Not simply the surgery, but the social impact; how a stranger could give life to another stranger, how two lives could forever merge, how lines of race, religion and economics were being instantly blurred and forgotten for a greater cause. As a writer who is very attuned to my home city and always interested in telling stories that cut across the social and economic fabric of any city, this world, with its amazing drive and cutting edge research but also its amazing proximity to death, rebirth and the hopes of second chances, has been floating around in my mind for years.

You have written very strong, relatable characters, a professional who is married to his work and a woman who struggles with work and home balance. Added to that, they are exes and they have to work together. Do these characters mirror anyone in your life? How do you think audiences will identify and react to these characters?

David Hollander: I do my best to write openly about the things I believe to be true. I trust that if I am disciplined in my approach to stories, that the fact that they have some basis in reality, mine or the other writers I work with, will immediately create a basis of connection. But I simply suggest humanity; Treat (Williams), Kari (Matchett), Chris (William Martin), Morena (Baccarin), Rockmond (Dunbar), Danielle (Nicolet), Gage (Golightly) and Dabney (Coleman) deliver it fearlessly. They are the show and the reason people will connect to it.

How did Treat Williams and Kari Matchett get involved with Heartland?

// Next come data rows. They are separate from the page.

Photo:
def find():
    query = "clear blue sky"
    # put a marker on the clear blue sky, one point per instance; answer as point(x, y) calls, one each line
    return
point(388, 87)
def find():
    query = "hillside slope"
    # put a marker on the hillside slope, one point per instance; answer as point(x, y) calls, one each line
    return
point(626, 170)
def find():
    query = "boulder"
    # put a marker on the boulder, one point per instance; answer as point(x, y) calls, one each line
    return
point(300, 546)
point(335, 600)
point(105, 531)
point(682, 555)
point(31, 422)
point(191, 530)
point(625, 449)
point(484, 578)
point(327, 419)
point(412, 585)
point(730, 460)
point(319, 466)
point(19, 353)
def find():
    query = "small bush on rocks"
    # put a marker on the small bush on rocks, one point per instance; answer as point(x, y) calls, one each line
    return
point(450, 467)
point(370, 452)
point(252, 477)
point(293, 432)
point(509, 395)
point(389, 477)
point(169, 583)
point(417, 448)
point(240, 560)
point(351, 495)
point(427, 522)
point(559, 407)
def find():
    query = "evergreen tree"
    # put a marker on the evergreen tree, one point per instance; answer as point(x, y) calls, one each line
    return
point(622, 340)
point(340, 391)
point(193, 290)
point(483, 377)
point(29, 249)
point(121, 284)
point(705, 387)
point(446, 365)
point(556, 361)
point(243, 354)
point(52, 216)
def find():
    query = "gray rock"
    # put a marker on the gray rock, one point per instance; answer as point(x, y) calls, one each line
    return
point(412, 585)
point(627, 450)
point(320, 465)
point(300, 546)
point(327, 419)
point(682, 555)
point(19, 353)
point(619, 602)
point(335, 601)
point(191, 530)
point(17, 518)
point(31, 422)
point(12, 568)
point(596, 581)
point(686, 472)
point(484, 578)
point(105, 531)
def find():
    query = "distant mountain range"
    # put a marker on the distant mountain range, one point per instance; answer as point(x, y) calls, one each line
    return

David Hollander: Treat and Kari were sent scripts and, thankfully, loved the characters. I am fans of theirs, have watched Treat for a long time and always admired his rare combination of availability without giving himself entirely away, and his truly undeniable presence. His desire to do the part was a gift to me, simple as that. Kari was more a revelation; I saw her work in Invasion and thought she was the most unusual leading woman on television, then I met her and felt the character I envisioned was delivered perfectly - she's both angelic and secretive, tough and kind.

At TNT, "We Know Drama." Where is the drama in Heartland?

David Hollander: We are all asking ourselves what it means to extend the lives of others at the risk of losing part of our own. We all do this, in every job every person endeavors to do. We ask ourselves that question and then forget about it and do the work. I think the drama in Heartland may be somewhere in there, somewhere we don't really expect it to be.

Heartland premieres Monday, June 18 at 10/9c on TNT.